The transformation from old manual paper based systems into digital can revolutionise how companies do global trade. While currently end user companies had hardly any visibility to their supply chain, and they have to have large safety stock to safeguard their production operations, which ultimately led to high working capital levels. In SRC business ecosystem end user companies can now better plan, monitor and manage their global supply chain with real time visibility and traceability, which helps them to reduce excess inventory and total working capital.

While currently, end user companies have little visibility or control over whether or not their food or other perishable goods were transported safe temperature and humidity conditions in the global supply chain which leads to high level of product wastage. In the SRC business ecosystem companies can plan, monitor and manage their perishable goods global supply chain and if there is disruption such as temperature or humidity level suddenly increasing, system automatically alerts the end user and freight forwarders, so the problem can be prevented. This will improve delivery certainty that goods arrive in given time and good conditions. This way companies can reduce product wastage, need for excess inventory which helps organisations to meet their sustainability targets.

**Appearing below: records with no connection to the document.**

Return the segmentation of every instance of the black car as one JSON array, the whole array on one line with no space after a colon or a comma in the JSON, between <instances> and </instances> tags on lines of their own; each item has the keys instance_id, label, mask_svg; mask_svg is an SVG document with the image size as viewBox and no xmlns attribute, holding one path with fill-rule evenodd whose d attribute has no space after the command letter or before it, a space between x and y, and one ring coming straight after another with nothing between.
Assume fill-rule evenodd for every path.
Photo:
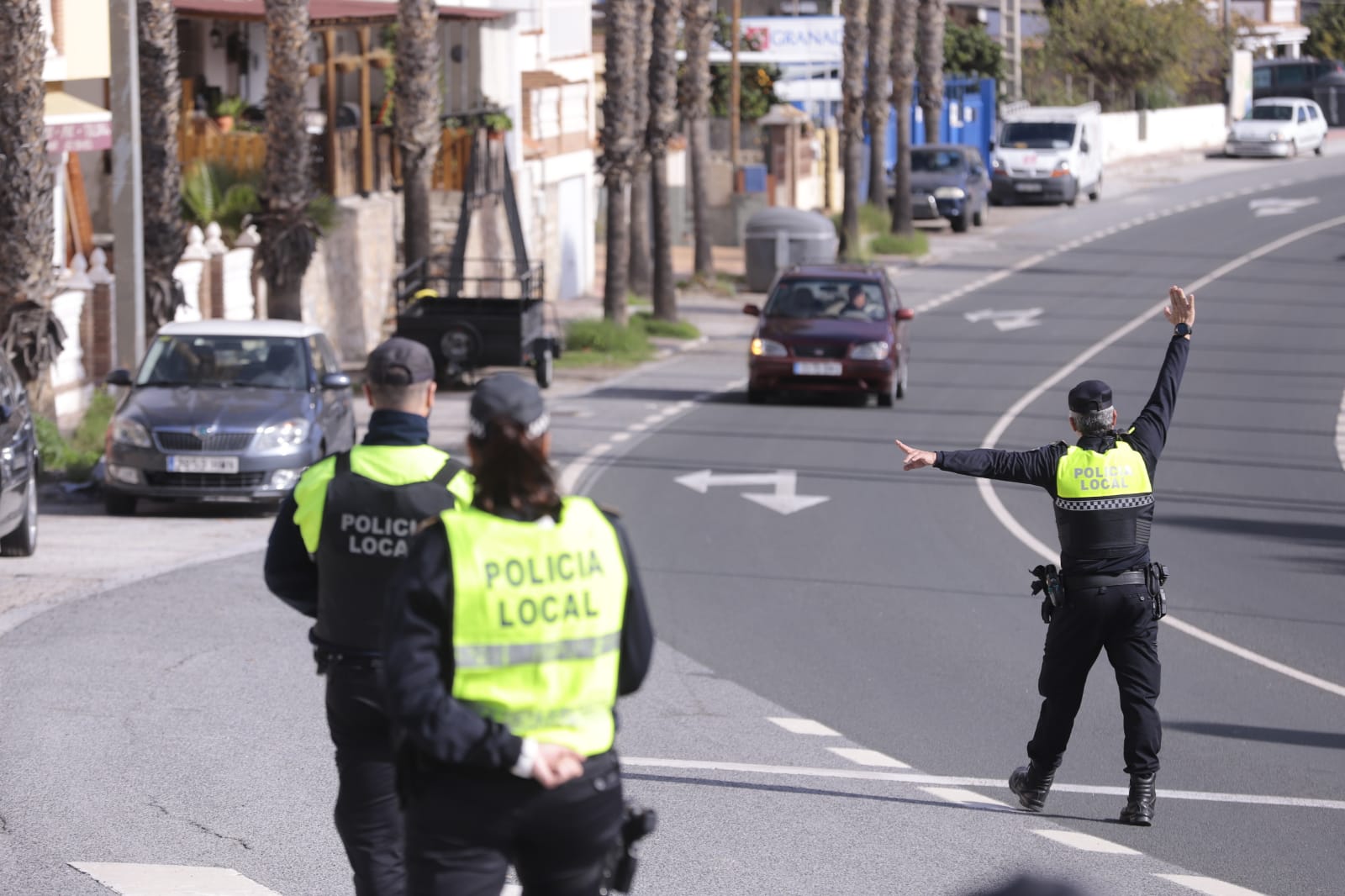
<instances>
[{"instance_id":1,"label":"black car","mask_svg":"<svg viewBox=\"0 0 1345 896\"><path fill-rule=\"evenodd\" d=\"M355 443L350 377L321 330L288 320L161 328L108 426L108 513L141 498L278 505Z\"/></svg>"},{"instance_id":2,"label":"black car","mask_svg":"<svg viewBox=\"0 0 1345 896\"><path fill-rule=\"evenodd\" d=\"M0 355L0 557L38 549L38 435L28 393Z\"/></svg>"}]
</instances>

From trade finance, supply chain finance and money movement perspective, when companies traditionally had to rely on international banks, and bureaucratic, highly costly, slow and unreliable service. In SRC business ecosystem, due to integration and partnerships, companies are able to better manage their supply risks, shipping risks, credit risks, currency fluctuation risks and compliance risks. They have also flexible access to liquidity and different banking instruments either directly from LGR or through pre-qualified trading partners in the SRC business ecosystem. This allows companies to improve their operating efficiency and reduce transaction risks and costs.

The are many benefits to both client company finance and global supply chain leaders. First, better end to end visibility allows better planning and management of global supply chain which again improves delivery certainty that the row materials arrive in time and in good conditions. This frees up liquidity, reduces excess inventory and working capital while better safeguarding against global supply chain disruption.

Second, by integrating trading partners in the SRC business ecosystem, the client companies are able to reduce and manage trading risks such as credit, market, operational, compliance and currency fluctuation risks. Furthermore, if e.g. goods are damaged during the transportation, buyer gets to know it in advance and the data from SRC business ecosystem can help insurance companies in claim processing.

Third, due to higher transparency and lower risk in the SRC business ecosystem, customer have access to more flexible, low cost supply chain finance that allows organizations to better manage their cash flow. Fourth, due to end-to-end global supply chain insight, organizations are now able plan and manage their global supply chain better towards sustainable development and environment impact goals such as reducing carbon footprint. Fifth, the SRC business ecosystem allows continuous improvement of companies global supply chain and trade finance operations by providing historical and benchmark data and suggestions for improvements.

“While the pandemic has caused a lot of negative effects on the global scale, a potential positive impact is that it has made clear to the industry and the public at large that changes do need to be made to optimize processes and improve the overall functioning of international trade, trade finance, and cross-border money movement.”

Looking ahead to 2022 and 2023, the SRC Business Ecosystem is set to be extended with the creation of its FI liquidity, commodities and insurance marketplace and implementation of new products such as digital twin.